Tuttavia, ciò che fidelizza i clienti, secondo Jain, è l’infrastruttura sottostante. Nello specifico, tre elementi chiave distinguono la proposta di Glean:
- Accesso ai modelli: anziché vincolare le aziende a un singolo fornitore LLM, Glean funge da layer di astrazione, permettendo di alternare o combinare modelli
- Connettori profondi: integrazione nativa con sistemi come Slack, Jira, Salesforce e Google Drive per mappare i flussi informativi
- Governance e sicurezza: un sistema di permessi che filtra le informazioni in base ai diritti di accesso dell’utente
La governance: il vero differenziatore nell’AI enterprise
In particolare, il terzo elemento potrebbe rivelarsi il più critico. “Serve costruire un layer di governance e recupero consapevole dei permessi”, spiega Jain. “Deve portare le informazioni giuste, sapendo chi sta facendo quella domanda e filtrando in base ai suoi diritti di accesso.”
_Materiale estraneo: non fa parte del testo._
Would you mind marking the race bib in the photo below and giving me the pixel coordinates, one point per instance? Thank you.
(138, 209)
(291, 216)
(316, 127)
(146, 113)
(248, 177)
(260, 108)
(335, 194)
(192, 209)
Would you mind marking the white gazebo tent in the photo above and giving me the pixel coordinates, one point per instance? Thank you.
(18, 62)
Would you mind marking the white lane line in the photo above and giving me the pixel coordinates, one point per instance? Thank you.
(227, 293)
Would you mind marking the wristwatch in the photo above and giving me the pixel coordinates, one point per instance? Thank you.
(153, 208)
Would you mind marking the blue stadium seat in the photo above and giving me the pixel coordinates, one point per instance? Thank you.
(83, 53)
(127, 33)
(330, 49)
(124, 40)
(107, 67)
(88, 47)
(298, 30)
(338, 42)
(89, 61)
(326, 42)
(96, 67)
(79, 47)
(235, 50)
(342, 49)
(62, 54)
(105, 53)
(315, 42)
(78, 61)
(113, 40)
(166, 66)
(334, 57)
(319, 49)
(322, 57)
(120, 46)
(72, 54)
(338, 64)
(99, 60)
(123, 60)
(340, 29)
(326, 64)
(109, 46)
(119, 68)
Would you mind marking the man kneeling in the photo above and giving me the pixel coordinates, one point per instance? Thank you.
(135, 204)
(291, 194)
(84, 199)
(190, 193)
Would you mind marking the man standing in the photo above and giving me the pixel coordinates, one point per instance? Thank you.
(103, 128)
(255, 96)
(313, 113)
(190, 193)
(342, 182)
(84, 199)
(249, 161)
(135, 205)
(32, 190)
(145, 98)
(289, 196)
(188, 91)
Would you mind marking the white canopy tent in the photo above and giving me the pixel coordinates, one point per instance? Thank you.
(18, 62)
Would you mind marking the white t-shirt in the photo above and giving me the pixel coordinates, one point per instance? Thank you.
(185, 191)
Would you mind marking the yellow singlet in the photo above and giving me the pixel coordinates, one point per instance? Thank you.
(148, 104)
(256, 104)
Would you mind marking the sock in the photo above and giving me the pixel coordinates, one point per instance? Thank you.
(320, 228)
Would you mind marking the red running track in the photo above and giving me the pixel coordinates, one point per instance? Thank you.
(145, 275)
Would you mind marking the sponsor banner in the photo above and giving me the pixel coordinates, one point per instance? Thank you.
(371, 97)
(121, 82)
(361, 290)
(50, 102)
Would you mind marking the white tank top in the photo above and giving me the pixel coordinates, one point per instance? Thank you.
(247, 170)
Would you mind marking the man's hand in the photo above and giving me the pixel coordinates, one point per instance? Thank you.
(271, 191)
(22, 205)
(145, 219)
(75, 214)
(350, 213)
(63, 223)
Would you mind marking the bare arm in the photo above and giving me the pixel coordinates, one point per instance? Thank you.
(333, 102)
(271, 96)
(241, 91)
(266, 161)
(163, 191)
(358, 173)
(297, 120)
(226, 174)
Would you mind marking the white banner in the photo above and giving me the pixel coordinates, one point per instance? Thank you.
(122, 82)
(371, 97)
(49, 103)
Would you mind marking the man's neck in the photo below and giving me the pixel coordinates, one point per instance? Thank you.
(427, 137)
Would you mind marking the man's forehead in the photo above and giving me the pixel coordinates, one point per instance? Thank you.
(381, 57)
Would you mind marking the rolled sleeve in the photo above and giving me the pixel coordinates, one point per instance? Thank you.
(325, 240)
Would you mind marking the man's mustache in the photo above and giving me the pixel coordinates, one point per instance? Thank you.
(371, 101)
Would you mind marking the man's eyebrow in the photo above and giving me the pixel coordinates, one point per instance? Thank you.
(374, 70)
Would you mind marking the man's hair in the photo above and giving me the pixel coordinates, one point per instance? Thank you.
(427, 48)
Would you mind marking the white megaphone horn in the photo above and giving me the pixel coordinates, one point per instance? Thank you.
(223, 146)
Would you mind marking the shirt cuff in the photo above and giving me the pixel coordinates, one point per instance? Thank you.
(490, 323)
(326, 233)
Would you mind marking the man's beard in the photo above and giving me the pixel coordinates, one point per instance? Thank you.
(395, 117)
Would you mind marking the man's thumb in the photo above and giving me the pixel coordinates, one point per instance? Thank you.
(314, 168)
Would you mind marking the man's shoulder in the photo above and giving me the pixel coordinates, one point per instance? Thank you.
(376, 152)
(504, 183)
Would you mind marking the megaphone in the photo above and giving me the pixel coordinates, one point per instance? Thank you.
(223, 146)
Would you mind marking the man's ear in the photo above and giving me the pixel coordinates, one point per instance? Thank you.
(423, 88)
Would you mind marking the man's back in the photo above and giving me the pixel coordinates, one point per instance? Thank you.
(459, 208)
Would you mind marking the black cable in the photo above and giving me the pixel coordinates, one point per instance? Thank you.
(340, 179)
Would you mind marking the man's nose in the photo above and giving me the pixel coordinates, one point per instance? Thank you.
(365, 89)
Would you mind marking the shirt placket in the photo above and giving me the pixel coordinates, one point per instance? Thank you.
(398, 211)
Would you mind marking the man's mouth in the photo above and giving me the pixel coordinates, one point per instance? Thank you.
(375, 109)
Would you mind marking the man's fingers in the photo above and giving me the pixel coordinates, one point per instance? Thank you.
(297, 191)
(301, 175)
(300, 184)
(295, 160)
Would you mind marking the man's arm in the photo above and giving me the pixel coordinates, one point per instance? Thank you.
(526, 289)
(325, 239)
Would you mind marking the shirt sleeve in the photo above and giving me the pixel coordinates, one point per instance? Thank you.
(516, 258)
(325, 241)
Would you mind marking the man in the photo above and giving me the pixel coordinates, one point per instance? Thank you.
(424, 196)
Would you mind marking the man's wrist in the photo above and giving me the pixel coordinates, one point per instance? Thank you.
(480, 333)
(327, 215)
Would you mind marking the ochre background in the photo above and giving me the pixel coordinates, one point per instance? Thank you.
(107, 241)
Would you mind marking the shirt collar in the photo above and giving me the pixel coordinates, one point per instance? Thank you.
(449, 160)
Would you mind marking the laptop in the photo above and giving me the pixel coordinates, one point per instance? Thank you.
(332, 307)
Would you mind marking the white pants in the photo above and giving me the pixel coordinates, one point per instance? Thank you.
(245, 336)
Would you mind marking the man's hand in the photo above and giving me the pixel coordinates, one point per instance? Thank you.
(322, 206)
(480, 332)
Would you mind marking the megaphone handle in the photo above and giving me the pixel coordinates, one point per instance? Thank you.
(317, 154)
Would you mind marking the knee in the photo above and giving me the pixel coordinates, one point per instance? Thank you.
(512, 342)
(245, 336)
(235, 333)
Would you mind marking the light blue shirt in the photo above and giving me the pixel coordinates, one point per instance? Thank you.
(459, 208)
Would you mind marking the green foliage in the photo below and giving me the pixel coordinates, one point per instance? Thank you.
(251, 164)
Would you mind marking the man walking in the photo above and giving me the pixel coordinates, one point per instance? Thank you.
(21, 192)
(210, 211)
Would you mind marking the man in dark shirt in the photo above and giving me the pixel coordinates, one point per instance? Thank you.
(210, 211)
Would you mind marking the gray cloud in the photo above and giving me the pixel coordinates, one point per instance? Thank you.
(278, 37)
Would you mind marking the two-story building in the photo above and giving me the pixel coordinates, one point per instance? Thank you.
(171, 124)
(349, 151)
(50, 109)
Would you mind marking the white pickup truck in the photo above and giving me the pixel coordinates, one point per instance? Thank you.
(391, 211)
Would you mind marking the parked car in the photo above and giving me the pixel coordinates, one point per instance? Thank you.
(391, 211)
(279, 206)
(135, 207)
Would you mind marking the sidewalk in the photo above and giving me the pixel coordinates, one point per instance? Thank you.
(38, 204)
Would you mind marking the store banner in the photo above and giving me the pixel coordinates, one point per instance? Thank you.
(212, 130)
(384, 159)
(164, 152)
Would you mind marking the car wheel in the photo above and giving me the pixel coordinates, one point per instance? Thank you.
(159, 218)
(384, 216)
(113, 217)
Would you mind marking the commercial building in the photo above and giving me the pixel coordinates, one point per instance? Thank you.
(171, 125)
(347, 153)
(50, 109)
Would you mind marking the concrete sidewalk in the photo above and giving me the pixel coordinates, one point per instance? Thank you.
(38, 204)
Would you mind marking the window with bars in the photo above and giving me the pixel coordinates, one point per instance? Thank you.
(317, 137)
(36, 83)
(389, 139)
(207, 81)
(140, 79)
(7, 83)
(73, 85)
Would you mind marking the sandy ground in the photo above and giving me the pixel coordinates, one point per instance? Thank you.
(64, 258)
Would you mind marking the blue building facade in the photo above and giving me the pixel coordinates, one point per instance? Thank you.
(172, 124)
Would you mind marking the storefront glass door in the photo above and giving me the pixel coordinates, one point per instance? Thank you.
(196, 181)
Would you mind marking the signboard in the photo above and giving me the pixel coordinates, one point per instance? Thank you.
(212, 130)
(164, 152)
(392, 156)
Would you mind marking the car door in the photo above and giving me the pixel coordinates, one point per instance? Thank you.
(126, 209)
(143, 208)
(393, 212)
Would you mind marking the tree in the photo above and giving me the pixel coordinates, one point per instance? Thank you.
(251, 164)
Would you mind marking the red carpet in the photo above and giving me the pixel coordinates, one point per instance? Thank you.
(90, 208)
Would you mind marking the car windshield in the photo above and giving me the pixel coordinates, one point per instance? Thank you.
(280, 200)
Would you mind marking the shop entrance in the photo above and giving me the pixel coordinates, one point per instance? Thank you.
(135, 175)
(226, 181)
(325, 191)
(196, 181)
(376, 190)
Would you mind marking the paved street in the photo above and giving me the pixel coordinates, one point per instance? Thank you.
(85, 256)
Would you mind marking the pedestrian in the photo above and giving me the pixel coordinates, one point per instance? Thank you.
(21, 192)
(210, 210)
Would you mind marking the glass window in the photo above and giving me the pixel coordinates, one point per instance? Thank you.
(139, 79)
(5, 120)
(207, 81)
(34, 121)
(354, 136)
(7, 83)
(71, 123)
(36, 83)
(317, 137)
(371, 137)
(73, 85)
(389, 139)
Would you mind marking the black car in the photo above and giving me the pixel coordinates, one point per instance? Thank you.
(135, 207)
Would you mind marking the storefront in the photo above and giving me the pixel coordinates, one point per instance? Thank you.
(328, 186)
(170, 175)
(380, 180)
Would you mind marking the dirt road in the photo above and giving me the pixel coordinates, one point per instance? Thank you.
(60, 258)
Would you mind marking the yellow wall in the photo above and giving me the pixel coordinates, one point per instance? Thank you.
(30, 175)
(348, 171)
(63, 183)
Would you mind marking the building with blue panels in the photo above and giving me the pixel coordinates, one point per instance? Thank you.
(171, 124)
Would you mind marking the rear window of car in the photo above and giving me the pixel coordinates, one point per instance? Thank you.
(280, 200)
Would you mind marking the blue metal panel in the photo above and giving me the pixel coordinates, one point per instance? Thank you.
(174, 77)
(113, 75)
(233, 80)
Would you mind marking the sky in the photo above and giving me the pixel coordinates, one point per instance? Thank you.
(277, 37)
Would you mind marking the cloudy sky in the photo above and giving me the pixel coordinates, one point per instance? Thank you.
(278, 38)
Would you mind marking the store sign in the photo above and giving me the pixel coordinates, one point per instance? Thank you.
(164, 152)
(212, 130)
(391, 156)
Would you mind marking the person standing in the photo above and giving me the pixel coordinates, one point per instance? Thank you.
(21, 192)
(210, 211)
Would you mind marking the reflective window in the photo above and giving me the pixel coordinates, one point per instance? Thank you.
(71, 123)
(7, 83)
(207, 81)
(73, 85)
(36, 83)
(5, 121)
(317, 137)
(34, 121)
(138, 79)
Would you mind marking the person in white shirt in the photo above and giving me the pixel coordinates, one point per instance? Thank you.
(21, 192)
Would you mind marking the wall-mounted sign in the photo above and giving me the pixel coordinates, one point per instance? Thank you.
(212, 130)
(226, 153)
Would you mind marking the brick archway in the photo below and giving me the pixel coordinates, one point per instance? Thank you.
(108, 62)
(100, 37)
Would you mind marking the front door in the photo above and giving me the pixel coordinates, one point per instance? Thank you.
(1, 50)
Nelle grandi organizzazioni, questo layer può fare la differenza tra pilotare soluzioni AI e implementarle su scala. Inoltre, le aziende non possono semplicemente caricare tutti i dati interni in un modello e creare un wrapper per gestire le soluzioni successivamente.
Analogamente, prevenire le allucinazioni dei modelli è fondamentale. Il sistema di Glean verifica gli output confrontandoli con i documenti sorgente, genera citazioni riga per riga e garantisce che le risposte rispettino i diritti di accesso esistenti.
La scommessa contro i giganti tecnologici
La domanda cruciale è se questo layer intermedio possa sopravvivere mentre i giganti delle piattaforme penetrano più in profondità nello stack tecnologico. D’altra parte, Microsoft e Google controllano già gran parte della superficie dei workflow aziendali e sono affamati di espansione.
Ciononostante, Jain sostiene che le aziende non vogliono essere vincolate a un singolo modello o suite di produttività. Pertanto, preferirebbero optare per un layer infrastrutturale neutrale piuttosto che per un assistente verticalmente integrato.
Gli investitori hanno creduto in questa tesi. Nel giugno 2025, Glean ha raccolto 150 milioni di dollari in un round di Serie F, quasi raddoppiando la valutazione a 7,2 miliardi di dollari. A differenza dei laboratori AI di frontiera, Glean non necessita di budget computazionali massicci.
“Abbiamo un business in rapida crescita e molto sano”, ha dichiarato Jain. In definitiva, la strategia di Glean nell’AI enterprise rappresenta una scommessa audace: mentre tutti combattono per l’interfaccia, loro costruiscono le fondamenta invisibili che potrebbero rivelarsi indispensabili. Per approfondire tematiche simili sull’intelligenza artificiale aziendale, visita il blog di Digital Seeds.
Infine, resta da vedere se il mercato premierà questa visione o se i giganti tecnologici riusciranno a replicare internamente queste funzionalità. Tuttavia, con una valutazione miliardaria e una crescita sostenuta, Glean ha dimostrato che c’è spazio per un player indipendente nel panorama dell’AI enterprise.